Die besten (Selbst-)Erkenntnisse bekommt man oft nicht in der Kirche, sondern an ganz überraschenden Orten. Zum Beispiel im Supermarkt.

Gestern abend beim Anstellen an der Kasse: Die Schlangen an allen Kassen gleich lang. Ich schaue nach rechts und links, merke mir die Leute die in den anderen Schlangen da stehen, wo ich stehen würde, wenn ich mich für deren Schlange entschieden hätte… Nach ein paar Minuten sind die Nachbarschlangen deutlich weitergerückt, nur meine kommt einfach nicht aus dem Quark.

Ganz vorne sitzt eine Kassiererin. Eine sehr junge Kassiererin. Eine sehr junge Kassiererin, die wohl gerade erst angefangen hat in diesem Supermarkt. „Na toll“, denke ich, „ich komme spät von der Arbeit, zu Hause warten die Kids, und jetzt erwische ich ausgerechnet diese eine Angestellte…“ – manchmal hat man die dunkelsten Gedanken beim Einkaufen. Und auch die ehrlichsten.

Dann noch ein Gedanke: Warum sehe ich das eigentlich nur aus meiner Perspektive? Wenn ich geduldig in der Schlange warte und beim Kassieren dann immer noch freundlich bin zu ihr – nimmt sie dann nicht eine gute Erfahrung mit nach Hause? Ist beim nächsten Mal ein klein bisschen mehr motiviert? Bekommt ein klein bisschen schneller Routine? Und in Zukunft müssen Leute bei ihr in der Schlange ein klein wenig weniger lang warten…?

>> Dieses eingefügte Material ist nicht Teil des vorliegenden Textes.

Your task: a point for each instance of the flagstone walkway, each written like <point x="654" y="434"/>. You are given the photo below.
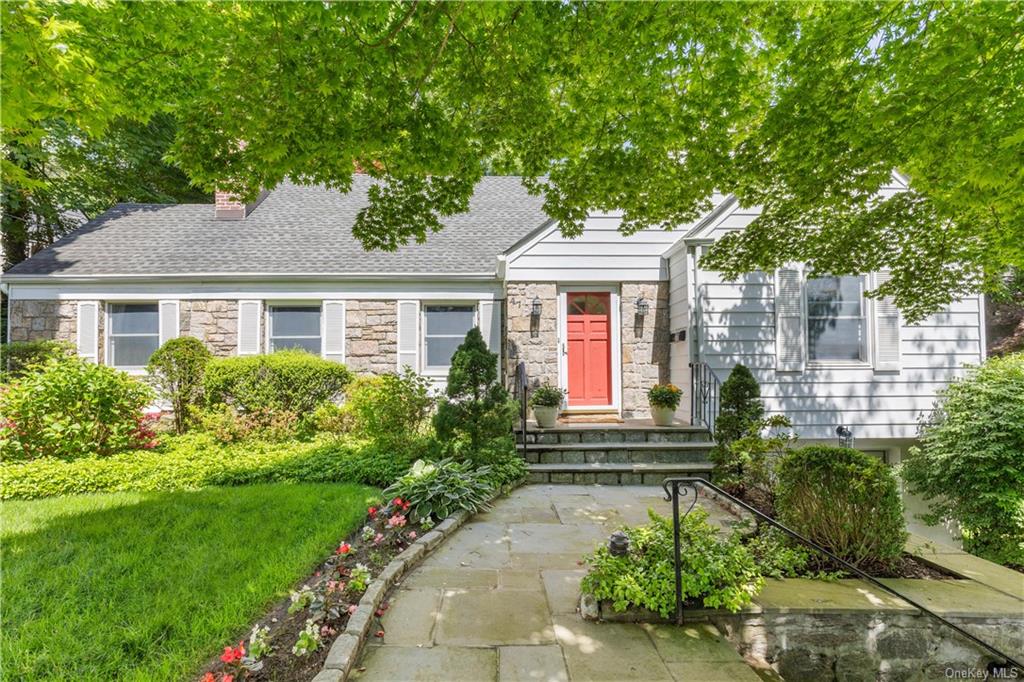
<point x="498" y="601"/>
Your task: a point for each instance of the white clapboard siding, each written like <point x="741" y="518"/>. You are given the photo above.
<point x="790" y="328"/>
<point x="600" y="254"/>
<point x="250" y="314"/>
<point x="409" y="335"/>
<point x="168" y="321"/>
<point x="334" y="331"/>
<point x="87" y="331"/>
<point x="737" y="325"/>
<point x="491" y="325"/>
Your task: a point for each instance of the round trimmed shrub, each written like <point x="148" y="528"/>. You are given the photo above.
<point x="970" y="464"/>
<point x="70" y="409"/>
<point x="846" y="501"/>
<point x="287" y="380"/>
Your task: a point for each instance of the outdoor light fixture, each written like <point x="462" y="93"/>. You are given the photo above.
<point x="619" y="544"/>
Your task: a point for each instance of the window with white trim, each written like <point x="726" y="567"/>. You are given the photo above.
<point x="133" y="334"/>
<point x="295" y="327"/>
<point x="444" y="328"/>
<point x="837" y="325"/>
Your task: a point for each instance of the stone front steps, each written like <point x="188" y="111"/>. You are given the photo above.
<point x="634" y="455"/>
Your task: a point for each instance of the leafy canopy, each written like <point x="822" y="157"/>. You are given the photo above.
<point x="804" y="108"/>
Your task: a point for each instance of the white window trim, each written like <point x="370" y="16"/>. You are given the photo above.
<point x="268" y="332"/>
<point x="616" y="345"/>
<point x="422" y="321"/>
<point x="866" y="349"/>
<point x="109" y="334"/>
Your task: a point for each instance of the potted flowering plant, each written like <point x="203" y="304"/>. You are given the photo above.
<point x="546" y="401"/>
<point x="664" y="401"/>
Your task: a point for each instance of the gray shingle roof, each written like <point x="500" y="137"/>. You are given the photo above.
<point x="295" y="230"/>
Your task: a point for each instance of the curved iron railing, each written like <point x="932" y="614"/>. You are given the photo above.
<point x="705" y="388"/>
<point x="672" y="486"/>
<point x="521" y="388"/>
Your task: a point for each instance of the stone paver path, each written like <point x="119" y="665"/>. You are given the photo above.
<point x="498" y="602"/>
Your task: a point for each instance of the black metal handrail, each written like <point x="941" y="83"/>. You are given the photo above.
<point x="672" y="485"/>
<point x="705" y="389"/>
<point x="521" y="389"/>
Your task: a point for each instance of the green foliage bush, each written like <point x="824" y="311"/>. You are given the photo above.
<point x="437" y="489"/>
<point x="970" y="464"/>
<point x="388" y="407"/>
<point x="70" y="409"/>
<point x="17" y="356"/>
<point x="846" y="501"/>
<point x="287" y="380"/>
<point x="198" y="460"/>
<point x="475" y="418"/>
<point x="177" y="370"/>
<point x="718" y="571"/>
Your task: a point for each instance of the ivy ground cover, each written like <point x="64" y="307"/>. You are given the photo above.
<point x="144" y="586"/>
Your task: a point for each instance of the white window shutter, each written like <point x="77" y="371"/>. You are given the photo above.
<point x="87" y="332"/>
<point x="409" y="335"/>
<point x="334" y="331"/>
<point x="249" y="327"/>
<point x="168" y="321"/>
<point x="788" y="321"/>
<point x="887" y="324"/>
<point x="491" y="325"/>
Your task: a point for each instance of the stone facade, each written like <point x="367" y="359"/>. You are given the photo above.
<point x="644" y="340"/>
<point x="645" y="344"/>
<point x="215" y="323"/>
<point x="534" y="341"/>
<point x="372" y="336"/>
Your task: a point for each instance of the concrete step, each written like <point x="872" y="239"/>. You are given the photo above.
<point x="640" y="453"/>
<point x="615" y="474"/>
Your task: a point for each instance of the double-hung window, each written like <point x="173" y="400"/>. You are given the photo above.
<point x="837" y="326"/>
<point x="134" y="334"/>
<point x="444" y="329"/>
<point x="295" y="327"/>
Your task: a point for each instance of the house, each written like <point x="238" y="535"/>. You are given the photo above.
<point x="604" y="315"/>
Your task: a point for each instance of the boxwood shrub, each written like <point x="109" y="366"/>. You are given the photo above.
<point x="287" y="380"/>
<point x="197" y="460"/>
<point x="846" y="501"/>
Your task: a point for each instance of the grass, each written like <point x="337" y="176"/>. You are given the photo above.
<point x="147" y="586"/>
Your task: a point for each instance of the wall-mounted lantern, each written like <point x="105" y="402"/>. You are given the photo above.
<point x="845" y="436"/>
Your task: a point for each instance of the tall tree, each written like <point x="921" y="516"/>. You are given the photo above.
<point x="804" y="108"/>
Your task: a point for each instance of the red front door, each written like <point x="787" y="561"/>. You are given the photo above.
<point x="588" y="327"/>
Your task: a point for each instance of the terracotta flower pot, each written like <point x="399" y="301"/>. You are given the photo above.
<point x="546" y="417"/>
<point x="662" y="416"/>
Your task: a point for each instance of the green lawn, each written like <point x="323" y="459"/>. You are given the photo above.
<point x="147" y="586"/>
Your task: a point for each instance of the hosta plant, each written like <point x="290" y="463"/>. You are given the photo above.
<point x="437" y="489"/>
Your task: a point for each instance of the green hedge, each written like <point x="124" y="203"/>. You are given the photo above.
<point x="197" y="460"/>
<point x="289" y="380"/>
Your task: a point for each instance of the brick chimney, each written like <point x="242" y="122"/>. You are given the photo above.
<point x="227" y="207"/>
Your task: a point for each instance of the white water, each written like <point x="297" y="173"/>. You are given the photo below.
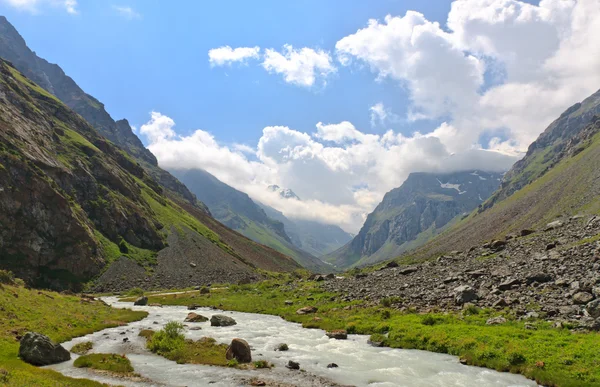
<point x="359" y="363"/>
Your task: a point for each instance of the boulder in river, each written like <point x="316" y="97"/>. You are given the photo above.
<point x="239" y="350"/>
<point x="194" y="317"/>
<point x="39" y="350"/>
<point x="307" y="310"/>
<point x="219" y="320"/>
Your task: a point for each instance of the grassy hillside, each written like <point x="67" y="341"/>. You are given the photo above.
<point x="23" y="310"/>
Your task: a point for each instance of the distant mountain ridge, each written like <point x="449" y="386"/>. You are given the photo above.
<point x="237" y="210"/>
<point x="413" y="213"/>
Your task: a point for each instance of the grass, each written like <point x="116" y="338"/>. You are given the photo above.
<point x="106" y="362"/>
<point x="58" y="316"/>
<point x="553" y="357"/>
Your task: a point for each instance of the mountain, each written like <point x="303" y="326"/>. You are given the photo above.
<point x="235" y="209"/>
<point x="559" y="177"/>
<point x="419" y="209"/>
<point x="54" y="80"/>
<point x="285" y="193"/>
<point x="315" y="238"/>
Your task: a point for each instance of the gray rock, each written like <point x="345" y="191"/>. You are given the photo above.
<point x="39" y="350"/>
<point x="219" y="320"/>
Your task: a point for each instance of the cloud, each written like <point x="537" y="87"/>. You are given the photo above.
<point x="340" y="172"/>
<point x="127" y="12"/>
<point x="226" y="55"/>
<point x="33" y="6"/>
<point x="299" y="67"/>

Ich fürchte, viel zu oft bin ich, sind wir im Supermarkt, in der Familie, in der Gemeinde, im Leben überhaupt zuerst mit der Frage beschäftigt: Was habe ich davon? Warum kommt mir der andere jetzt in die Quere?

Aber Jesus dreht für mich diese Frage herum: Was hat der andere von mir?

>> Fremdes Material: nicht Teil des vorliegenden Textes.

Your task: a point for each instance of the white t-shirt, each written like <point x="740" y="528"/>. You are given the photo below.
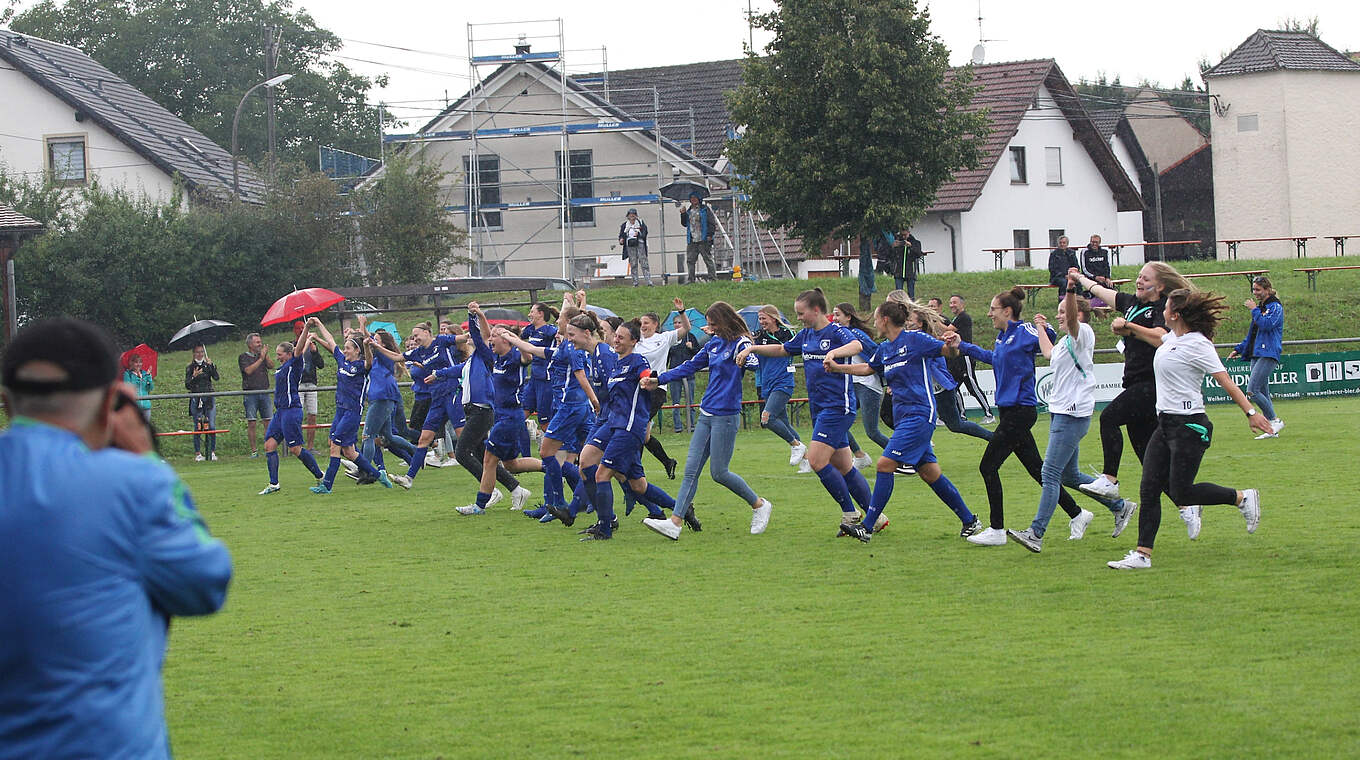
<point x="1073" y="374"/>
<point x="1181" y="365"/>
<point x="656" y="350"/>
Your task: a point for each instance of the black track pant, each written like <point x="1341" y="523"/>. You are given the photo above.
<point x="1136" y="407"/>
<point x="1171" y="464"/>
<point x="1013" y="437"/>
<point x="472" y="443"/>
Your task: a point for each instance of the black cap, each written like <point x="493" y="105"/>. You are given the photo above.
<point x="85" y="351"/>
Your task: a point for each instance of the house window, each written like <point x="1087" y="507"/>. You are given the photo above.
<point x="1053" y="165"/>
<point x="1017" y="170"/>
<point x="580" y="185"/>
<point x="67" y="161"/>
<point x="1020" y="239"/>
<point x="488" y="191"/>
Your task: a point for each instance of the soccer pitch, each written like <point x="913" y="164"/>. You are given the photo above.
<point x="377" y="623"/>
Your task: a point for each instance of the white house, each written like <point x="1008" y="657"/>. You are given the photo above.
<point x="1285" y="158"/>
<point x="68" y="116"/>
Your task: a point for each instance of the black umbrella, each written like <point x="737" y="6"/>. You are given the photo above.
<point x="682" y="191"/>
<point x="200" y="331"/>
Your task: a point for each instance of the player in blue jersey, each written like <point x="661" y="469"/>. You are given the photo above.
<point x="286" y="426"/>
<point x="831" y="397"/>
<point x="344" y="428"/>
<point x="905" y="358"/>
<point x="720" y="419"/>
<point x="1012" y="365"/>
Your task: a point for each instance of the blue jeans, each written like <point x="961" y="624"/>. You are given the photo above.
<point x="378" y="424"/>
<point x="1060" y="468"/>
<point x="713" y="441"/>
<point x="682" y="392"/>
<point x="869" y="400"/>
<point x="778" y="407"/>
<point x="1258" y="385"/>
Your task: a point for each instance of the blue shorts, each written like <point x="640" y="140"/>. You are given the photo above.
<point x="570" y="424"/>
<point x="286" y="426"/>
<point x="910" y="442"/>
<point x="623" y="454"/>
<point x="259" y="405"/>
<point x="505" y="438"/>
<point x="344" y="428"/>
<point x="833" y="427"/>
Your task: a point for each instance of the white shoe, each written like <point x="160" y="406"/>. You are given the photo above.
<point x="1079" y="525"/>
<point x="665" y="528"/>
<point x="760" y="517"/>
<point x="1192" y="517"/>
<point x="1102" y="488"/>
<point x="1132" y="560"/>
<point x="989" y="537"/>
<point x="1250" y="507"/>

Jesus hat nie gefragt, was er davon hat auf die Erde zu kommen. Seine Göttlichkeit einzuschränken. Mit uns Menschen zu schuften, zu schwitzen, zu bluten, sie zu trösten, sie zu ertragen, sich alles aufzuladen, was wir mit uns herumschleppen. Nur für uns. Nur für mich. Und wie viel habe ich davon!

Je mehr ich das Leben durch die Brille des Was-habe-ich-jetzt-davon betrachten, desto mehr kleine unscheinbare Gelegenheiten Gottes verpasse ich, wirklich geistlich zu wachsen. Ich wünsche mir, dass Jesus mehr auf mich abfärbt – auch im Supermarkt…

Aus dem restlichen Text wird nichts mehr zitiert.